Еще секунда – и он рубанет меня сплеча.
Разодранная у ворота черная рубаха выбилась из черных брюк, заросшее щетиной лицо было в синяках, глаз у отца подбит, из носа и припухшей верхней губы сочится кровь – я видел, как Витя со всей пьяной дури врезал отцу. Налитыми кровью глазами он так дико и злобно посмотрел на меня, что мне стало не по себе, и я испуганно отскакиваю от двери, оглядываюсь назад, как бы ища защиты, но за спиной никого нет – я один.
– А, это ты, сынок… – сказал отец, опуская топор. – Иди садись…
Я вхожу в чулан, сажусь на табурет.
Папа со злостью сплюнул кровью на пол, устало сел на соседнюю табуретку, опустив топор на колени.
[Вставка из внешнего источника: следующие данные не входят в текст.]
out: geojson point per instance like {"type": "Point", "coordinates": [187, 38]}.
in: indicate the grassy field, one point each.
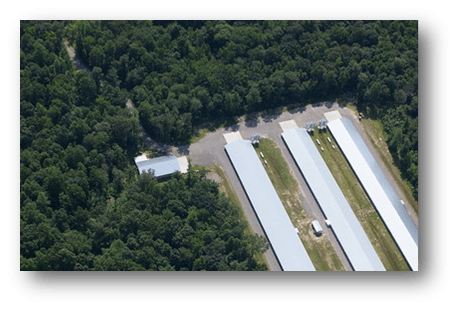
{"type": "Point", "coordinates": [372, 224]}
{"type": "Point", "coordinates": [319, 249]}
{"type": "Point", "coordinates": [375, 133]}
В чулане смрадный запах самогона, на столе, покрытом маслянистой и потрескавшейся несвежей клеенкой, початая бутылка самогона.
В первое время отец косил взглядом на вход, ожидая, что сейчас в дом ворвется его старший сын, я видел, как папины руки сжимались в кулаки; он то и дело скрежетал зубами.
Мне стало очень жаль папу, и, глядя на него робким растерянным взглядом, я встал с табуретки, молча подошел к нему вплотную, обхватил его руками и изо всех сил прижался к нему. Папа крепко прижал меня к себе, склонился ко мне и поцеловал меня в щеку, кольнув меня щетиной. От него разило самогонным перегаром и запахом табака.